Most answers rightly point out that a force, in order to achieve what you are stipulating (it changes the direction of the object, not its speed), must be constantly (at each instant) perpendicular. This entails that the object is, due to the applied force, constantly changing its direction and the force is at the same also re-adjusting its own direction, so as to always be pointing in one which has no component in the object's ever-changing direction.
But I would add that you will not see this unless the force in question has a certain modulus, so that the magnitude of the acceleration that it causes is always that of uniform circular motion, i.e. $a = v^2/r$.
In practice you can achieve this by either constantly adjusting the magnitude of the applied force or initially fixing the velocity of the object.
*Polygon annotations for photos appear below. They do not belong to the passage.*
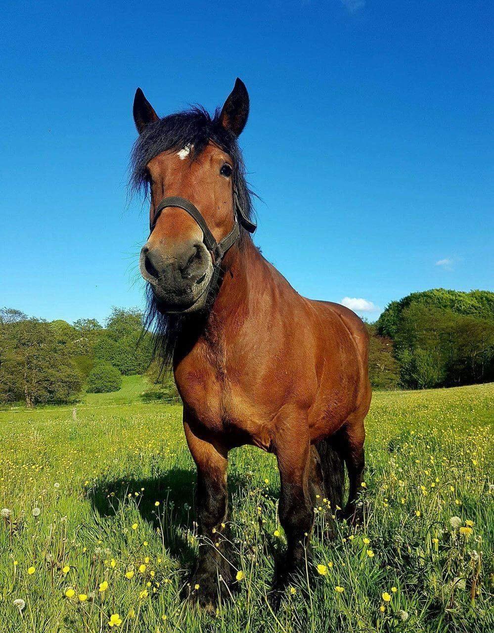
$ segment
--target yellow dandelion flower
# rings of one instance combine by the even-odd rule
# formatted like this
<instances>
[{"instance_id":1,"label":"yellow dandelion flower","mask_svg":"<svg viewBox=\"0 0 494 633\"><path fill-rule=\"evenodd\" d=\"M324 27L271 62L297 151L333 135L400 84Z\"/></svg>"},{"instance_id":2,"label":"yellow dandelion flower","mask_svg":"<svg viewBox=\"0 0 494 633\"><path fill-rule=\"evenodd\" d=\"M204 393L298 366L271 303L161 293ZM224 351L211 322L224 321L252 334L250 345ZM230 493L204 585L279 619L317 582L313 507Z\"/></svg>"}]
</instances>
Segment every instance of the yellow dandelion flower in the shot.
<instances>
[{"instance_id":1,"label":"yellow dandelion flower","mask_svg":"<svg viewBox=\"0 0 494 633\"><path fill-rule=\"evenodd\" d=\"M112 613L108 620L109 627L119 627L122 624L122 618L118 613Z\"/></svg>"}]
</instances>

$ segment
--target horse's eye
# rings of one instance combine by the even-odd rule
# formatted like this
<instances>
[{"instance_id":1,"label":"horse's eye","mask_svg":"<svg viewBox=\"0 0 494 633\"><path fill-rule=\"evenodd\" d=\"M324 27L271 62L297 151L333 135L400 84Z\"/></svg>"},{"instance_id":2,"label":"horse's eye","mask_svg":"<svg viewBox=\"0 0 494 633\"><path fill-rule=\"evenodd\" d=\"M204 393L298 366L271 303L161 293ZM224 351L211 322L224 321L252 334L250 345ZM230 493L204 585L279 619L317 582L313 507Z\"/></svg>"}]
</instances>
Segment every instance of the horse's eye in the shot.
<instances>
[{"instance_id":1,"label":"horse's eye","mask_svg":"<svg viewBox=\"0 0 494 633\"><path fill-rule=\"evenodd\" d=\"M233 170L231 166L228 164L228 163L225 163L223 166L220 170L220 173L222 176L224 176L225 178L229 178L232 175L232 172Z\"/></svg>"}]
</instances>

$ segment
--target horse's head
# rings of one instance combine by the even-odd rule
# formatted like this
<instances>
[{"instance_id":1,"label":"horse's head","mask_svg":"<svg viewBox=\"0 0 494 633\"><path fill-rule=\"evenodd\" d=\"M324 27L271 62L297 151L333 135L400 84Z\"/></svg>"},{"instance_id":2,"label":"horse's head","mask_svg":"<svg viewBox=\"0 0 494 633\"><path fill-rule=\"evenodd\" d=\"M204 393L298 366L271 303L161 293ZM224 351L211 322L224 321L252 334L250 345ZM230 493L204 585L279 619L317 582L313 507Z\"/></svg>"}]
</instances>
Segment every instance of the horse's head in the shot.
<instances>
[{"instance_id":1,"label":"horse's head","mask_svg":"<svg viewBox=\"0 0 494 633\"><path fill-rule=\"evenodd\" d=\"M192 312L204 306L220 252L212 242L221 246L231 232L232 239L239 235L237 206L245 207L244 225L249 224L250 200L236 141L248 112L248 94L239 79L213 117L194 109L160 119L142 91L136 93L134 119L139 137L132 154L133 177L134 184L148 187L151 200L151 230L140 268L162 312ZM175 206L180 203L177 199L186 207L192 203L192 211Z\"/></svg>"}]
</instances>

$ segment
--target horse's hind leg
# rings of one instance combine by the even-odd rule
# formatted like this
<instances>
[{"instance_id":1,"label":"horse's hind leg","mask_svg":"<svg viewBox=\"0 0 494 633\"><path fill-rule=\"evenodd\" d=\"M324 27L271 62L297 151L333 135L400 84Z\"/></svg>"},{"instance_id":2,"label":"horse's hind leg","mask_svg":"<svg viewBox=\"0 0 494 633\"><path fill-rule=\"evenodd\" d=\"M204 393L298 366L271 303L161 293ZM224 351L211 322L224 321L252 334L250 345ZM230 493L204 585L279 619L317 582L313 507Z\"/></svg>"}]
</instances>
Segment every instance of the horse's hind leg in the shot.
<instances>
[{"instance_id":1,"label":"horse's hind leg","mask_svg":"<svg viewBox=\"0 0 494 633\"><path fill-rule=\"evenodd\" d=\"M233 578L229 563L229 539L225 525L227 511L227 451L200 438L184 420L186 437L197 466L197 508L199 530L203 542L184 592L203 607L211 608L228 598Z\"/></svg>"},{"instance_id":2,"label":"horse's hind leg","mask_svg":"<svg viewBox=\"0 0 494 633\"><path fill-rule=\"evenodd\" d=\"M346 465L350 482L348 500L343 513L345 518L356 522L362 518L362 506L358 506L357 501L362 489L362 473L365 465L364 419L360 416L349 418L338 434L341 455Z\"/></svg>"}]
</instances>

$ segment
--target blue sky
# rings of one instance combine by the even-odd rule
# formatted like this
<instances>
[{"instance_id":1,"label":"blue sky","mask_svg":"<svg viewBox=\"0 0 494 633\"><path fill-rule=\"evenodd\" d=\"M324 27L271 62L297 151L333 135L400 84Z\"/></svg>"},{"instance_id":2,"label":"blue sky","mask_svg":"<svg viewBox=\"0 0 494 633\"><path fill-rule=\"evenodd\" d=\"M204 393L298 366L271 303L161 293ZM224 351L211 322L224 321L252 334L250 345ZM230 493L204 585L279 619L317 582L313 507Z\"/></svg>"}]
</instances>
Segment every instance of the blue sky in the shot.
<instances>
[{"instance_id":1,"label":"blue sky","mask_svg":"<svg viewBox=\"0 0 494 633\"><path fill-rule=\"evenodd\" d=\"M373 320L412 291L493 289L490 5L8 1L0 304L142 306L136 88L164 115L213 109L237 76L255 242L299 292Z\"/></svg>"}]
</instances>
The first thing is what happens when the object is on the end of a string attached to a pivot. In this case, it is held in circular motion by tension, which is (like normal force) a constraint force, meaning that it self-adjusts so as to achieve its aim: normal force has the appropriate modulus to avoid penetration of the object into the ground, while tension exerted by a string also self-adjusts its modulus so as to avoid that the object flies away from circular trajectory and self-adjusts its direction thanks to the pivot around which the string rotates.
The second thing is what happens with gravity. The modulus of the force of gravity is what it is, it does not self-adjust. But then if you fire a projectile from the top of a mountain and you want that it adopts a circular trajectory, following the curvature of the Earth, without ever falling closer to it or escaping away, you must imprint on it the adequate velocity, so that $v^2/r$ matches acceleration due to gravity.